A bit of context – I’ve always struggled with my weight, and so has their dad. As a clever but overweight child, I was bullied and felt different and unhappy. As an adult I lost a significant amount of weight after the birth of my first child. I’m not currently completely happy with my weight but I am more accepting of my body than I have ever been. Knowing that this issue is triggering for me, I consulted a counsellor. At the heart of it, as much as I do worry about my children’s short term and future health, I don’t want them to feel unattractive and uncomfortable as I did for many years. And I don’t want people to look at my children and judge me as a mother.
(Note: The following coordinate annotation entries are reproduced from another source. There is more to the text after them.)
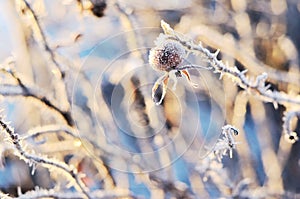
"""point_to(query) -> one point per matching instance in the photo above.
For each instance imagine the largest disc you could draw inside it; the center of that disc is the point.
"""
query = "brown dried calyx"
(167, 56)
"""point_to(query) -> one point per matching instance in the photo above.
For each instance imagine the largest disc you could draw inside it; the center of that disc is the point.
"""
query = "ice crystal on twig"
(226, 143)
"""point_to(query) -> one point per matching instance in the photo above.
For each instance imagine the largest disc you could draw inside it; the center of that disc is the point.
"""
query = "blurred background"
(76, 86)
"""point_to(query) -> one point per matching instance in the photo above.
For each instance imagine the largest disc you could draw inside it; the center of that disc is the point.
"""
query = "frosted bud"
(167, 56)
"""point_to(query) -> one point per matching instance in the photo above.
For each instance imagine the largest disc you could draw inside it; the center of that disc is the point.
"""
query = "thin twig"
(45, 43)
(288, 116)
(34, 159)
(26, 91)
(256, 87)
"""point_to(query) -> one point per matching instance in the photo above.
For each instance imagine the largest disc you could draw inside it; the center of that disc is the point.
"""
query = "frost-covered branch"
(22, 89)
(226, 142)
(289, 133)
(257, 87)
(32, 159)
(52, 193)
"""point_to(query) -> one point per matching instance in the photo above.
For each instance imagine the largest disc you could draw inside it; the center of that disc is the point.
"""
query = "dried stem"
(26, 91)
(256, 87)
(34, 159)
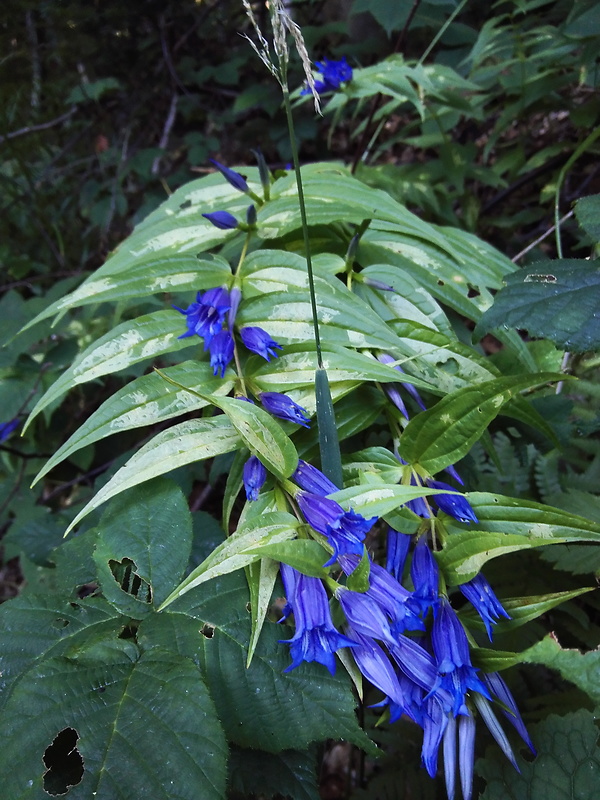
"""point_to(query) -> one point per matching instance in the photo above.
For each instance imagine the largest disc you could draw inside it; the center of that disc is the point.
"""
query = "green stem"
(311, 280)
(580, 150)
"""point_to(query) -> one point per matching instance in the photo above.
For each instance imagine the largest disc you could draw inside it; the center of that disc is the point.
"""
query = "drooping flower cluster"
(408, 642)
(331, 75)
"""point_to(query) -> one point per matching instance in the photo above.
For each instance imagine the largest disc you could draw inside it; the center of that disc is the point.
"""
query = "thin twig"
(541, 238)
(41, 127)
(164, 139)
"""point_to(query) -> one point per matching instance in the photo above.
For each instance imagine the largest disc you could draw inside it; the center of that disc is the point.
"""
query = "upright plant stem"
(311, 280)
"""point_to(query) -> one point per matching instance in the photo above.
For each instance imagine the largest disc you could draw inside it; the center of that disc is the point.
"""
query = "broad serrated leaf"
(291, 773)
(129, 343)
(144, 544)
(442, 435)
(260, 707)
(566, 768)
(556, 300)
(186, 443)
(582, 669)
(138, 722)
(145, 401)
(237, 551)
(37, 627)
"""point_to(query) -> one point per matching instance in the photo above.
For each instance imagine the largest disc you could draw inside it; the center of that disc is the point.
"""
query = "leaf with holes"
(144, 544)
(135, 719)
(261, 706)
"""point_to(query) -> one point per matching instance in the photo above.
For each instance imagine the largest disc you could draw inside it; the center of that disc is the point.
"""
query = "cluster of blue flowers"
(331, 75)
(407, 640)
(409, 643)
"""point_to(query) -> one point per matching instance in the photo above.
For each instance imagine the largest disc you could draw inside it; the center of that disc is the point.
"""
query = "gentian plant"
(337, 567)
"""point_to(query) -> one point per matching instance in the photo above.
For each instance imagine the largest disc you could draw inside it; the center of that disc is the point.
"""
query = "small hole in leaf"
(125, 574)
(64, 763)
(128, 632)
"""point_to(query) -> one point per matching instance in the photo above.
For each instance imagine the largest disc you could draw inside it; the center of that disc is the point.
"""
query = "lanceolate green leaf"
(442, 435)
(146, 276)
(129, 343)
(182, 444)
(239, 550)
(145, 401)
(522, 609)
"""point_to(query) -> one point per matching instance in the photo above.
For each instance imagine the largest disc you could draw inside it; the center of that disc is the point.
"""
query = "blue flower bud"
(455, 505)
(283, 407)
(222, 219)
(312, 479)
(221, 352)
(6, 428)
(234, 178)
(254, 475)
(258, 341)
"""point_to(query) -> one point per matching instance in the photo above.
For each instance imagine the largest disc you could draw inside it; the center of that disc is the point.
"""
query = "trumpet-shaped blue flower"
(456, 505)
(345, 530)
(481, 596)
(231, 176)
(315, 638)
(332, 74)
(375, 665)
(397, 551)
(312, 479)
(221, 352)
(456, 674)
(500, 690)
(258, 341)
(283, 407)
(424, 572)
(6, 428)
(254, 476)
(205, 317)
(222, 220)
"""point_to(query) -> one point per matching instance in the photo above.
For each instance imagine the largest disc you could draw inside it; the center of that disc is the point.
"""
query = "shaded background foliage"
(106, 108)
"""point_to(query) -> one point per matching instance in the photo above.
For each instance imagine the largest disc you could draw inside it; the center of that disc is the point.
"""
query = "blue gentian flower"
(221, 352)
(333, 74)
(481, 596)
(6, 428)
(377, 668)
(254, 476)
(312, 479)
(388, 594)
(205, 317)
(235, 297)
(455, 505)
(283, 407)
(451, 649)
(345, 530)
(500, 690)
(424, 572)
(234, 178)
(397, 551)
(222, 219)
(316, 638)
(364, 615)
(258, 341)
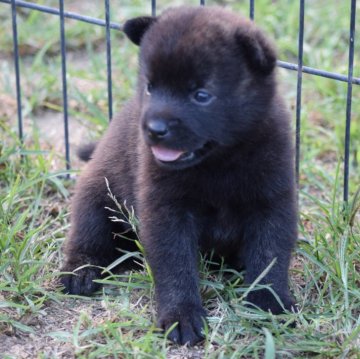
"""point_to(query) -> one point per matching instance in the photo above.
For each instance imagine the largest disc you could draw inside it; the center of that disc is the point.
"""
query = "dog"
(204, 154)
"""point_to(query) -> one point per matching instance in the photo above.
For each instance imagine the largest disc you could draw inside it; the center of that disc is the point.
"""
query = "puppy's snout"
(157, 129)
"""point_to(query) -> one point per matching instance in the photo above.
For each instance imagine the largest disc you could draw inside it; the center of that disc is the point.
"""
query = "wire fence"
(298, 67)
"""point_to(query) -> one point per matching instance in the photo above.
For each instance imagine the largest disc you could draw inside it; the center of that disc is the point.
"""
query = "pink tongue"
(165, 154)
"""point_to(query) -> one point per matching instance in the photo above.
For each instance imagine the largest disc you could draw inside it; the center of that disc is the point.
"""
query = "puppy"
(203, 152)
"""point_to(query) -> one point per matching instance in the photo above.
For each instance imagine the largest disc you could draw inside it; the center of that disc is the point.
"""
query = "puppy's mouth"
(168, 156)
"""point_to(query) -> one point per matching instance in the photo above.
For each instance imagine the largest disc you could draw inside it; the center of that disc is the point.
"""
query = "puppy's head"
(205, 82)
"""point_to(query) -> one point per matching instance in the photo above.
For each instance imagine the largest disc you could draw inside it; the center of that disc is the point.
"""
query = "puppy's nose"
(157, 128)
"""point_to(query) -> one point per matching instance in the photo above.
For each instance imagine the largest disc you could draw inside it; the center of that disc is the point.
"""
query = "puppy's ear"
(259, 52)
(136, 28)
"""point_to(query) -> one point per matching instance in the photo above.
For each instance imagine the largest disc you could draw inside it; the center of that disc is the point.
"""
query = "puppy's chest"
(222, 228)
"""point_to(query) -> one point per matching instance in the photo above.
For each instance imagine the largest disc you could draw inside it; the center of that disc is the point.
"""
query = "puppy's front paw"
(80, 281)
(190, 321)
(265, 300)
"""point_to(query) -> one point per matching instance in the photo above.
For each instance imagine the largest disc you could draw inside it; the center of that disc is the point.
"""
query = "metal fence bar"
(349, 78)
(67, 14)
(108, 58)
(153, 7)
(252, 9)
(64, 84)
(17, 69)
(317, 72)
(299, 88)
(349, 98)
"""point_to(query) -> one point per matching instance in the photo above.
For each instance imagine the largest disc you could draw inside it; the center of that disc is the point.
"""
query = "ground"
(37, 321)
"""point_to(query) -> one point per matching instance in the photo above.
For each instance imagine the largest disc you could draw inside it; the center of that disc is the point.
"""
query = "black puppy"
(204, 154)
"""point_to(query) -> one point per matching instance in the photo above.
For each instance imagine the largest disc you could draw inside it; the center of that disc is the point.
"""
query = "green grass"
(119, 320)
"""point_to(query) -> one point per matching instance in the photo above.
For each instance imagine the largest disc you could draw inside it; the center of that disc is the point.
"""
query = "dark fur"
(237, 196)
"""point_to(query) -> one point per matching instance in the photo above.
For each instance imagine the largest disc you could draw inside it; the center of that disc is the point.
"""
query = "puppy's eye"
(202, 97)
(148, 88)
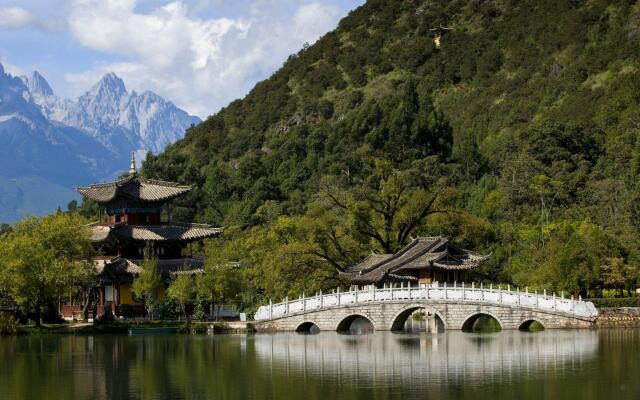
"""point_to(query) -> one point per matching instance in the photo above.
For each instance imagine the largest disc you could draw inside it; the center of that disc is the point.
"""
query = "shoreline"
(609, 317)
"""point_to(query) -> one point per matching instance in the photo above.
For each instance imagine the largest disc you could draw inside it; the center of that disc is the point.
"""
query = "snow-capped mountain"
(120, 120)
(49, 144)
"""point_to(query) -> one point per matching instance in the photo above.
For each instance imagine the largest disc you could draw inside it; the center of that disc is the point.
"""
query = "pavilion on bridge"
(424, 260)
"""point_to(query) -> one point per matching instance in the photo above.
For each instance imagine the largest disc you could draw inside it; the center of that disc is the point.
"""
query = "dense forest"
(518, 136)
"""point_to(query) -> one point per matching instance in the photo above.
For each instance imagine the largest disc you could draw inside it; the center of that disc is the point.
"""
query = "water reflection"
(548, 364)
(384, 358)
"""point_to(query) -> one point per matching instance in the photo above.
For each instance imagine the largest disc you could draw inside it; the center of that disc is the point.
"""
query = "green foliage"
(524, 123)
(148, 283)
(182, 291)
(8, 325)
(616, 302)
(42, 260)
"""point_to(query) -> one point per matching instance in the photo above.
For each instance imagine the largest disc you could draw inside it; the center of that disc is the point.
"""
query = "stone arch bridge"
(449, 307)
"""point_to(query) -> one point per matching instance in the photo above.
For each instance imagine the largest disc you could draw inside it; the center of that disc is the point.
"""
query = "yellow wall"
(126, 296)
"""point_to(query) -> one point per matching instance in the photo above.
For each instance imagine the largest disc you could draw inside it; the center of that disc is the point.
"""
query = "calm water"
(601, 364)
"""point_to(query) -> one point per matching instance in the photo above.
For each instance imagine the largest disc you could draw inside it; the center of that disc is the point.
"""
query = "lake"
(585, 364)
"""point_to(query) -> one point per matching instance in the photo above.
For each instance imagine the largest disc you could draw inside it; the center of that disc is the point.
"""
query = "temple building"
(424, 260)
(439, 33)
(132, 222)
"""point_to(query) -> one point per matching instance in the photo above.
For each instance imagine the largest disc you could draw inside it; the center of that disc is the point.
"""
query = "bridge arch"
(470, 320)
(308, 327)
(345, 323)
(399, 319)
(526, 324)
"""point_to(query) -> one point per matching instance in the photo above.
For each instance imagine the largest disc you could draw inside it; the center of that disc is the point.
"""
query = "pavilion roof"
(423, 252)
(107, 267)
(134, 188)
(184, 232)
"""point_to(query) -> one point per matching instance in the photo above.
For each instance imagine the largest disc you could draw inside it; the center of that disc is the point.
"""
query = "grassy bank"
(120, 327)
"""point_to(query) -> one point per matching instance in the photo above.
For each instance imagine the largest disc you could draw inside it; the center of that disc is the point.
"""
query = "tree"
(181, 290)
(148, 283)
(221, 280)
(43, 259)
(389, 204)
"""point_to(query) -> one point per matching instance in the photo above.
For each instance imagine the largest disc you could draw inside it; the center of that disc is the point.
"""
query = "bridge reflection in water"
(387, 359)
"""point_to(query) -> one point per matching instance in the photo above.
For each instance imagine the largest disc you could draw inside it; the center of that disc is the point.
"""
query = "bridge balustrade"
(432, 292)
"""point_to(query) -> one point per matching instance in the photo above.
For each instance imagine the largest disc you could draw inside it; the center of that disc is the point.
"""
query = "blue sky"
(201, 54)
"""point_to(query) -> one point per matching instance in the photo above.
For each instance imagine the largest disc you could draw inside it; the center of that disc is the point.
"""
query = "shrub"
(8, 325)
(616, 302)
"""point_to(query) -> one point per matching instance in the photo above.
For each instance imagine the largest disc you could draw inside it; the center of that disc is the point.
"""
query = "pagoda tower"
(132, 223)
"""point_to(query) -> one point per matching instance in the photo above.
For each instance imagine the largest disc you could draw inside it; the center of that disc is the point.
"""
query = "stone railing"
(456, 293)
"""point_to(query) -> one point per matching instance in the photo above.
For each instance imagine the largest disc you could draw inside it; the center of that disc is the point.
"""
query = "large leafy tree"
(42, 259)
(182, 290)
(148, 283)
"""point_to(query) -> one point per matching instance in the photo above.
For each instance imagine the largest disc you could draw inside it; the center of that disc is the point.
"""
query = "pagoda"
(133, 222)
(423, 261)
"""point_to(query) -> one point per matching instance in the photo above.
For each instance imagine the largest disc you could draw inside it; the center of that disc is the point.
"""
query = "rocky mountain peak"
(37, 85)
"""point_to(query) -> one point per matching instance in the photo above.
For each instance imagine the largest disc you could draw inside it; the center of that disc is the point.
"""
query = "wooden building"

It really bothers me that I can see rolls of fat on my children’s stomachs, but I also don’t want to give them a complex about their appearance, I want them to be body positive. The older one is starting puberty and someone else mentioned she had a bit of puppy fat. It’s very hard when she complains about her stomach area to know what to say. She needs to understand that there is a correlation between what she eats and the health of her body, so I’ve told her that healthy choices of food will help keep her body a healthy shape, and that planking exercises will strengthen her core, but haven’t made any changes to the way I feed her. She gave up sweets for new year, which I was slightly concerned about, but didn’t discourage.
I know that we could eat more healthily but it’s like an assault course of different and changing preferences and fussiness! I’m also aware that I do still sometimes do things like offer food as bribes, rewards, treats or comfort, and I often make meal time portion sizes too big for the older one, which she can find intimidating. Despite having the best of intentions to gently set boundaries and promote moderation and healthy choices, the pressure of solo parenting as a co-parent often leads to me ‘giving in’. I hate thinking they might be hungry because they hated a school dinner or my cooking. I don’t want foods to be ‘forbidden’ so they end up eating them in secret or binging, but trying to restrict numbers of servings and portion sizes on snacks leads to complaints and even (only this afternoon!) tantrums. We’re also not as active as we could be as a family, especially in winter.
I’ve decided to just keep an eye on it, and hope that growth spurts and puberty do their thing, but the truth is that I’m scared to weigh and measure them and find out that there is a confirmed issue. I’m not sure I’m strong enough to set down firmer boundaries around meals and snacks, especially when I’ve not got another parent for back up. I also can’t impact what happens when they’re with their dad.
And I can’t help but wonder if I would feel this worried if my children were male? Would I identify as much, care as much about other people judging them or their looks being commented on?